Bueno, tanto si iban
a venir como si no, yo no iba a quedarme a averiguarlo. Así que hice
mi pequeña maleta y me dispuse a marcharme. Debía ser alrededor de
mediodía y todo estaba tranquilo.
Fui a la puerta y
salí sin molestarme en cerrarla con llave después. ¿Para qué, si
no había nadie en muchos kilómetros a la redonda?
Entonces oí el
ruido abajo en el camino.
Era ruido de pasos.
Alguien venía por
el camino, exactamente por la curva.
Me quedé quieto un
minuto, esperando a ver, esperando para echar a correr.
Entonces apareció.
Era alto y delgado,
y se parecía un poco a Tío Fred, sólo que mucho más joven y sin
barba, y vestía una especie de traje elegante como de ciudad y un
sombrero de copa. Sonrió al verme y vino hacia mí como si me
conociera.
-Hola, Willie -dijo.
Yo no dije nada,
estaba muy confundido.
-¿No me conoces?
-dijo. Soy Primo Osborne. Tu primo Frank -me tendió la mano para
estrecharme-. Pero supongo que no te acuerdas de mí, ¿verdad? La
última vez que te vi eras sólo un bebé.
-Pero yo creía que
tenias que venir la semana pasada -dije-. Te esperábamos el 25.
-¿No recibisteis mi
telegrama? -preguntó-. Tuve que hacer.
Negué con la
cabeza.
-Nosotros no
recibimos nada, aparte del correo que nos traen los jueves. A lo
mejor está en la estación.
Primo Osborne hizo
una mueca.
-Estáis bastante
lejos del bullicio, desde luego. Este mediodía no había nadie en la
estación. He esperado a Fred para que me recogiera en su calesa, así
no me habría dado la caminata, pero no he tenido suerte.
-¿Has venido a pie
todo el trayecto? -pregunté.
-Desde luego.
-¿Y has venido en
tren?
Primo Osborne
asintió.
-Entonces, ¿dónde
está tu maleta?
-La he dejado en el
apeadero -me dijo-. Está demasiado lejos para traerla en la mano.

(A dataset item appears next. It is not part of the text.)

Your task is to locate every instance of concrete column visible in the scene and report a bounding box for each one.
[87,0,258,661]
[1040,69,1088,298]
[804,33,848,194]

Pensé que Fred me puede llevar en su calesa para recogerla -notó mi
equipaje por primera vez-. Pero, un momento, ¿adónde vas con esa
maletita, hijo?
Bueno, no me quedaba
otro remedio que contarle todo lo que había sucedido.
Así que le dije que
fuéramos a la casa a sentarnos, y se lo explicaría.
Volvimos y él
preparó un poco de café y yo hice un par de bocadillos y comimos, y
entonces le conté que Tío Fred había ido al apeadero y no había
vuelto, y lo del caballo, y lo que le ocurrió luego a Tía Lucy. Me
callé lo que me pasó a mí en el bosque, naturalmente, y ni
siquiera le insinué lo de ellos. Pero le dije que estaba asustado y
que me disponía a irme hoy mismo antes de que oscureciese.
Primo Osborne me
escuchaba, asentía y no decía nada ni me interrumpía.
-Así que por eso
tenemos que irnos de aquí.
Primo Osborne se
levantó.
-Puede que tengas
razón, Willie -dijo-. Pero no dejes correr demasiado la imaginación,
hijo. Trata de separar los hechos de las fantasías. Tus tíos han
desaparecido. Eso es un hecho. Pero esa otra tontería sobre unos
seres de los bosques que vienen por ti... eso es fantasía. Me
recuerda todas aquellas estupideces que contaban en casa, en Arkham.
Y por alguna razón, me lo recuerdan más en este tiempo, ya que es
31 de octubre. Porque, cuando me marché...
-Perdona, Primo
Osborne -dije-. Pero ¿no vives en Kingsport?
-Pues claro -me
contestó-. Pero antes vivía en Arkham, y conozco a la gente de por
aquí. No me extraña que te asusten los bosques y que imagines
cosas. De hecho, admiro tu valentía. Para tus doce años, te has
portado con mucha sensatez.
-Entonces pongámonos
en camino -dije-. Son casi las dos, y lo más prudente es que nos
vayamos si queremos llegar al pueblo antes de la puesta del sol.
-Aún no, hijo -dijo
Primo Osborne-. No me iré tranquilo sin echar antes una ojeada y ver
qué podemos averiguar sobre este misterio. Al fin y al cabo, debes
comprender que no podemos marcharnos al pueblo y contarle al sheriff
cualquier disparate sobre extrañas criaturas de los bosques que
vinieron y se llevaron a tus tíos. La gente sensata no cree en esas
cosas. Podrían pensar que estoy mintiendo y se reirían de mí.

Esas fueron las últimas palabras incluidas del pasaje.